Narrative Intelligence in AI Coaching

Why our coaches don't follow scripts--they follow meaning

Narrative Intelligence in AI Coaching

Summary. Most chatbots respond with pattern-matching logic; wa4u coaches respond with story logic. We call this narrative intelligence: recognising where a user is in their personal arc and tailoring questions that advance--not interrupt--the plot.


Context & Problem

Large language models excel at factual Q&A, but emotional conversations stall when answers arrive too quickly or too literally. Gen Z test users told us:

"I don't need a solution in the first reply--I need to feel the bot gets the point of my story."

Conventional therapeutic chat flows either over-diagnose ('You may have anxiety--here's a worksheet') or under-engage ('That sounds hard'). Both break narrative momentum.

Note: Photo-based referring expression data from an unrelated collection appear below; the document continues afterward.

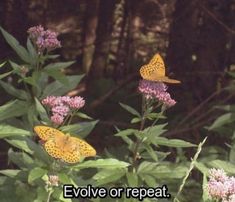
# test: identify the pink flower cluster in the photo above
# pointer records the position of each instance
(156, 90)
(62, 105)
(44, 39)
(221, 186)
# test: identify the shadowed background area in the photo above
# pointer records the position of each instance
(111, 39)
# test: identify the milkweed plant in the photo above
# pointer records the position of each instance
(37, 88)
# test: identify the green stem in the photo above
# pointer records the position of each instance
(49, 195)
(138, 141)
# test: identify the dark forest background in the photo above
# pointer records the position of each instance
(111, 39)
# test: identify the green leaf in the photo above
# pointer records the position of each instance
(132, 179)
(8, 131)
(35, 174)
(171, 142)
(150, 180)
(32, 52)
(201, 167)
(151, 152)
(58, 65)
(64, 178)
(222, 120)
(30, 80)
(162, 171)
(82, 129)
(21, 94)
(57, 88)
(13, 109)
(5, 74)
(39, 152)
(57, 75)
(22, 160)
(108, 176)
(130, 109)
(226, 166)
(1, 65)
(10, 172)
(126, 132)
(83, 116)
(205, 195)
(21, 143)
(154, 131)
(20, 50)
(102, 163)
(135, 120)
(42, 111)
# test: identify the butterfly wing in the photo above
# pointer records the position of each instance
(85, 149)
(155, 71)
(45, 132)
(168, 80)
(63, 147)
(52, 149)
(71, 156)
(158, 64)
(155, 67)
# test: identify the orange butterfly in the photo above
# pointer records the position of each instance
(62, 146)
(155, 71)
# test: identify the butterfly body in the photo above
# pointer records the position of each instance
(155, 71)
(63, 146)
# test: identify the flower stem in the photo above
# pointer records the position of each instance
(138, 141)
(49, 195)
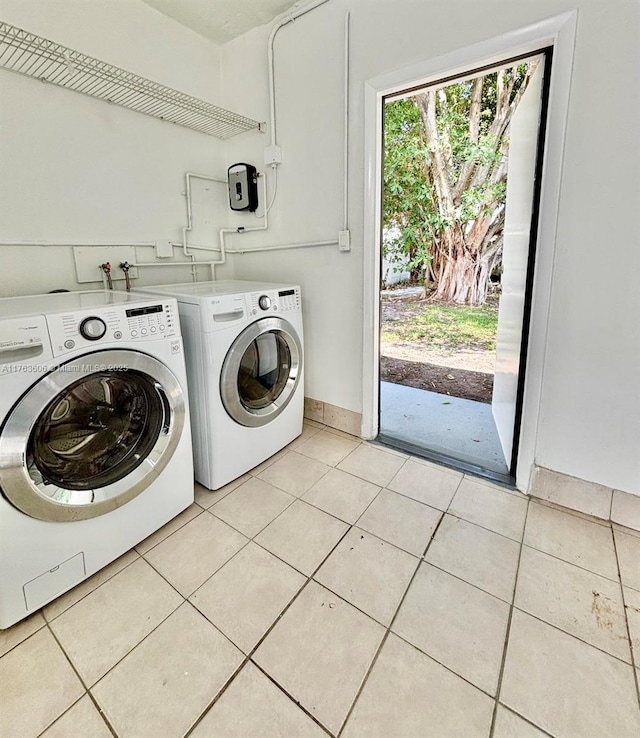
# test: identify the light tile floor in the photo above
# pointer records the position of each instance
(343, 589)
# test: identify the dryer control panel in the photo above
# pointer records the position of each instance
(274, 301)
(129, 323)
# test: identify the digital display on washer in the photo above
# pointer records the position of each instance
(134, 312)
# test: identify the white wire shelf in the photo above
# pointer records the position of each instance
(34, 56)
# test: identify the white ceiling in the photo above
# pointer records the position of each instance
(221, 20)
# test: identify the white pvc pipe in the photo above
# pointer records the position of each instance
(282, 247)
(73, 243)
(345, 219)
(284, 20)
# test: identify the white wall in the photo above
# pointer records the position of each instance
(590, 406)
(76, 169)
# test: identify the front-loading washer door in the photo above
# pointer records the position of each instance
(261, 371)
(91, 435)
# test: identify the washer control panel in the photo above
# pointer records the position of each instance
(113, 324)
(274, 301)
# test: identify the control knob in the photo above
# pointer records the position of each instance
(93, 329)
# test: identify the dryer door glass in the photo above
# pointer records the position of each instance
(261, 371)
(97, 431)
(264, 370)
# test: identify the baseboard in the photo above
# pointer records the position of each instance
(586, 497)
(333, 416)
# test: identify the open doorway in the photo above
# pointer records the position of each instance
(462, 171)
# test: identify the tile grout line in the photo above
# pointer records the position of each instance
(84, 597)
(386, 634)
(508, 631)
(87, 692)
(581, 515)
(635, 667)
(173, 532)
(248, 658)
(569, 563)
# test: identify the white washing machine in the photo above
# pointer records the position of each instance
(243, 343)
(95, 443)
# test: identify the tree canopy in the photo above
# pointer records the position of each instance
(445, 169)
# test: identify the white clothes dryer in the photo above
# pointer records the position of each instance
(244, 351)
(95, 443)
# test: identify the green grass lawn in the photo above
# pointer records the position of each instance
(445, 325)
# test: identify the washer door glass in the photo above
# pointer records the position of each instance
(88, 437)
(261, 372)
(97, 431)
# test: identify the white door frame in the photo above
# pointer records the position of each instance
(559, 33)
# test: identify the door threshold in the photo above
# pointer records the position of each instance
(504, 480)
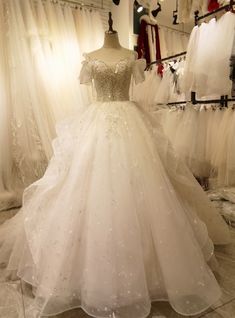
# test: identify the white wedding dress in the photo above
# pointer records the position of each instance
(114, 222)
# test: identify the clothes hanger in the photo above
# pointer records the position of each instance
(232, 3)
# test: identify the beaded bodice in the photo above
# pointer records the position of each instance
(112, 80)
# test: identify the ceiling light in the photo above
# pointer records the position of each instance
(138, 7)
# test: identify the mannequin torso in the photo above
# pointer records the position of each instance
(111, 51)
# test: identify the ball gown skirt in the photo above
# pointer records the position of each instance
(117, 221)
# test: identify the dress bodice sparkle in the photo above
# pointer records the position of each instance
(112, 80)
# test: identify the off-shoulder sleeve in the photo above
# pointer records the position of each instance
(86, 73)
(138, 70)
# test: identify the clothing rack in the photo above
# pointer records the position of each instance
(166, 59)
(223, 101)
(172, 29)
(226, 7)
(77, 4)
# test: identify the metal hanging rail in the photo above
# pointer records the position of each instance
(76, 4)
(166, 59)
(223, 101)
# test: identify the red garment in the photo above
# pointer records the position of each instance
(143, 43)
(213, 5)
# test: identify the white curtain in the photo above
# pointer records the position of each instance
(172, 42)
(40, 56)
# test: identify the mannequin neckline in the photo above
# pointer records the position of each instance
(147, 19)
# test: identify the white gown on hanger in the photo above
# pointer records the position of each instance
(113, 224)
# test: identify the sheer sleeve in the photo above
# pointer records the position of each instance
(86, 73)
(138, 70)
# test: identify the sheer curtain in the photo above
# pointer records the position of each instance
(42, 43)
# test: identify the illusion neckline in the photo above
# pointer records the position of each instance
(126, 59)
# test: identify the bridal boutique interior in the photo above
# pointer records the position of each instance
(164, 169)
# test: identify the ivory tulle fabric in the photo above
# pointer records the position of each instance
(207, 73)
(117, 220)
(40, 57)
(203, 136)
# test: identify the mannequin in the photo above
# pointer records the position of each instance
(112, 51)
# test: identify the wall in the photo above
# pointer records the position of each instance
(122, 17)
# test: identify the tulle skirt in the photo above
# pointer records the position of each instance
(115, 222)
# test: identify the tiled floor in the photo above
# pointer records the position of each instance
(16, 297)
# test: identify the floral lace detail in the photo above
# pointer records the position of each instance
(111, 80)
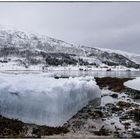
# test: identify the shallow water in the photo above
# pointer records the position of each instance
(75, 73)
(120, 74)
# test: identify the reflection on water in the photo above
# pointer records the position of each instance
(76, 73)
(120, 74)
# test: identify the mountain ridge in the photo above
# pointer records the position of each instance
(49, 51)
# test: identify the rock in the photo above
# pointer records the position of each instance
(114, 95)
(124, 104)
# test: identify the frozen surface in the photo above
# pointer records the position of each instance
(44, 100)
(134, 84)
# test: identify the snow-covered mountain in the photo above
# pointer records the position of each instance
(27, 49)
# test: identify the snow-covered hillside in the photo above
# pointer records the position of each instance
(24, 50)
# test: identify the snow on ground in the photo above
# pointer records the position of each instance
(44, 100)
(132, 56)
(134, 84)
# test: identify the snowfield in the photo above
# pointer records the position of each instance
(134, 84)
(44, 100)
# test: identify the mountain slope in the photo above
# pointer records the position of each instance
(30, 49)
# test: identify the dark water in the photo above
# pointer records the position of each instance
(120, 74)
(75, 73)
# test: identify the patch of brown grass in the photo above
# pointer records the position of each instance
(114, 84)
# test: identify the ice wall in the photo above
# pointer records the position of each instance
(44, 100)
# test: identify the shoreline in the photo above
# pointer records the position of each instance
(116, 117)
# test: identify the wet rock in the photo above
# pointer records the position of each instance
(136, 133)
(102, 132)
(124, 104)
(135, 114)
(114, 95)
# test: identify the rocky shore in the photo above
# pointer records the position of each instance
(117, 116)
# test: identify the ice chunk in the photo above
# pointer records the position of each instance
(43, 100)
(134, 84)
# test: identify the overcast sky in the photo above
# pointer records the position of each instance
(114, 25)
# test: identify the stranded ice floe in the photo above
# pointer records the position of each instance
(44, 100)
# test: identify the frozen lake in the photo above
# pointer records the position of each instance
(44, 100)
(37, 97)
(75, 73)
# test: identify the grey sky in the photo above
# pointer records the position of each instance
(114, 25)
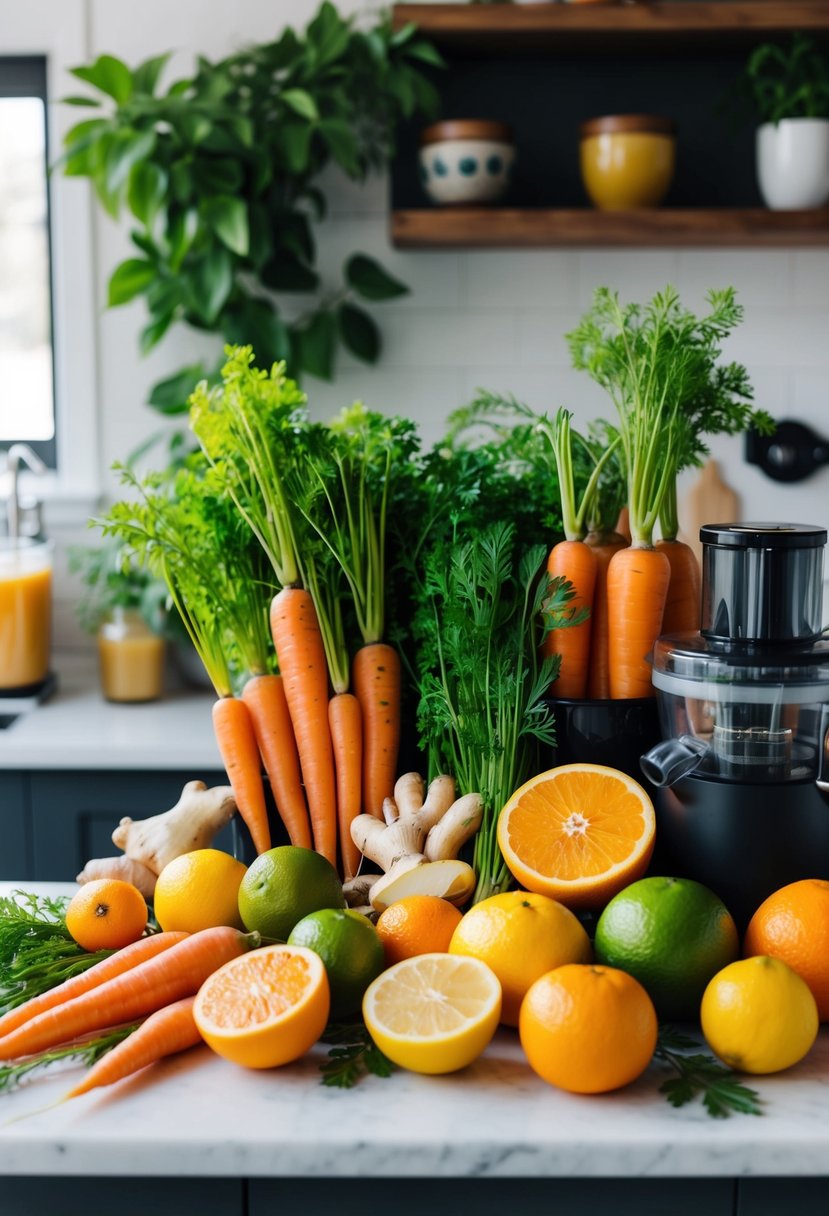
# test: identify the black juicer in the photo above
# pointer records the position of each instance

Conceptual Approach: Narrative Intelligence

We draw on psycholinguistics (Labov, 1997) and narrative coaching (Drake, 2014):

LayerWhat the model listens forPrompt style
Setting"Semester just started; I moved cities"Mirror context in one line
Complication"Now I'm frozen before every reading"Name the tension, avoid advice
Evaluation"Feels like I'm faking it"Ask for meaning: 'What does faking cost you?'
Resolution pathUser proposes micro-actionOffer reflective scaffold, not prescription

The coach's first goal is to locate the user's place in the story arc; only then does it invite forward motion.

Application in wa4u

Prompt stack. Each coach system prompt includes a story_stage slot (unknown / setup / tension / insight / action). The model must:

  • Detect stage from user text (few-shot examples).
  • Answer with <=45-word reply that mirrors stage.
  • Suggest next-stage question, not solution.

Example.

User: 'Week 2 at uni and I'm already three chapters behind. I just stare at the pdf.'

Coach (Rich<3rt):

'Sounds like the story is stuck at tension: the pdf vs. your focus.

When did staring start beating reading?'

92 percent of alpha testers rated such replies 'feels like you get me' versus 41 percent for baseline FAQ-style answers.

Open Questions

Automatic stage detection is about 80 percent accurate; misfires typically label evaluation as tension. We're testing a lightweight self-check:

"If I've got this wrong, let me know what really feels stuck."

Future work: can sentiment plus temporal references improve stage tagging without heavy classification models?

Insight

The best prompt isn't the cleverest; it's the one that helps a user hear their own narrative beat more clearly. By embedding story logic into every turn, wa4u coaches move conversations from noise to meaning in a way static scripts can't.